A Range of Artistic Flavors

The most common tapas include the tortilla Española, patatas bravas, and croquetas. But the further you dive into the tapas culture, the more variety and the more flavorfully complicated tapas you will find.

Aside from the common tapas that you can find almost anywhere in Spain, each region, and you could even say each bar, has their own tapa character. Tapas is a form of culinary art, with the fiercest competition showcasing their masterpieces in regional concursos de tapas (tapas competitions). It is a point of honor if your bar wins the competition, and the signs immediately go in the windows for all to see.
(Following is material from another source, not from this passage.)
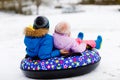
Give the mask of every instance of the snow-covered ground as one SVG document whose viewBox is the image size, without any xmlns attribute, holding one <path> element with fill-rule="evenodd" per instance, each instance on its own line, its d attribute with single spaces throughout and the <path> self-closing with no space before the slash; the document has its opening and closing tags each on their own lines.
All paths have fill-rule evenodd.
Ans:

From something as simple as a curry chicken mini-burger, to something as complex as smoked salmon with quail eggs, tapas are any foodies dream of a culinary adventure.


The Perfect Size

Maybe some people would argue against this point, but there are so many benefits to the bite-sized tapa. How many times have you gone to a restaurant and seen several things on the menu you would like to try? If you have friends with you who are interested in the same thing you can order all of them and share. But the sheer beauty of tapas is that you can try as many as you want, until you’ve had your fill, at 2-4 euros a piece. What more needs to be said?


The Tapear Experience

The Spanish love tapas so much and it is such a unique experience that they have a verb for it: tapear. When you tapear you go out with the intention of bar hopping and eating a variety of tapas.

Other than the American concept of bar hopping, there is nothing similar to this unique cultural experience. When you tapear, yes you are enjoying a cold caña or glass of vino with your friends, but you are also eating with them and reveling in the delicious flavors in this one bite sized plate. The Spanish are so warm and welcoming that you very well may end up in a conversation with the people standing next to you. Then before you know it, it’s time to head over to the next bar with plates and plates of tapas jam-packed onto the counter. As Jose Andrés, the premier tapas expert in the US said, tapas are “a commitment of people, being together, going from place to place, sharing experience.” 

It is ultimately up to the United Nations to vote on whether or not tapas will receive UNESCO protection, but whether it’s voted through or not, tapas are wonderful and unique in their own right, and the tapear experience is just as well.


So, what are you waiting for? Get out and tapear.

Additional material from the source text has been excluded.